Technical Information

Catalogue No: C1180
Category: Navigation/Inertial
Object Type: Control/Data Entry
Object Name: HSI Mode Switch
Part No: 25-001-01
Serial No: 408
Manufacturer: Marconi Avionics
Division: Inertial Navigation [IND]
Platform(s): Jaguar
Year of Manufacture: circa 1970
Dimensions:
Width (mm):
60 
Height (mm):
60 
Depth (mm):
123 
Weight (g):
360 
Location: Triple Shelf Unit L (control panels) [Main Store]
Inscription(s):

H.S.I. Mode Switch
Type No. 25-001-01
Ref No. 6JA/111-8588
Ser No. 408
Code No. K0656

Notes:

This is a Mode Switch to select the TACAN modes for display on the HSI. The NSN given in our database is NSN 6610-99-111-8588 and a Part No.75DSK6210.This item bears IND inspection seals.

The horizontal situation indicator (commonly called the HSI) is an aircraft flight instrument normally mounted below the artificial horizon in place of a conventional heading indicator. It combines a heading indicator with a VHF omnidirectional range-instrument landing system (VOR-ILS) display. This reduces pilot workload by lessening the number of elements in the pilot's instrument scan to the six basic flight instruments.  

 

A tactical air navigation system, commonly referred to by the acronym TACAN, is a navigation system used by military aircraft. It provides the user with bearing and distance (slant-range or hypotenuse) to a ground or ship-borne station. Aircraft equipped with TACAN avionics can use this system for en route navigation as well as non-precision approaches to landing fields.

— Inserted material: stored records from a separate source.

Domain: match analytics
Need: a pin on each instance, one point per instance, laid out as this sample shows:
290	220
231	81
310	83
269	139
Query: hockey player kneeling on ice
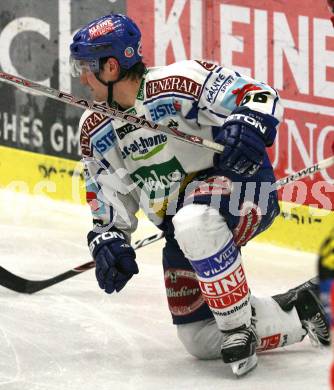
208	204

The typical TACAN onboard user panel has control switches for setting the channel (corresponding to the desired surface station's assigned frequency), the operation mode for either transmit/receive (T/R, to get both bearing and range) or receive only (REC, to get bearing but not range). Capability was later upgraded to include an air-to-air mode (A/A) where two airborne users can get relative slant-range information. Depending on the installation, Air-to-Air mode may provide range, closure (relative velocity of the other unit), and bearing, though an air-to-air bearing is noticeably less precise than a ground-to-air bearing.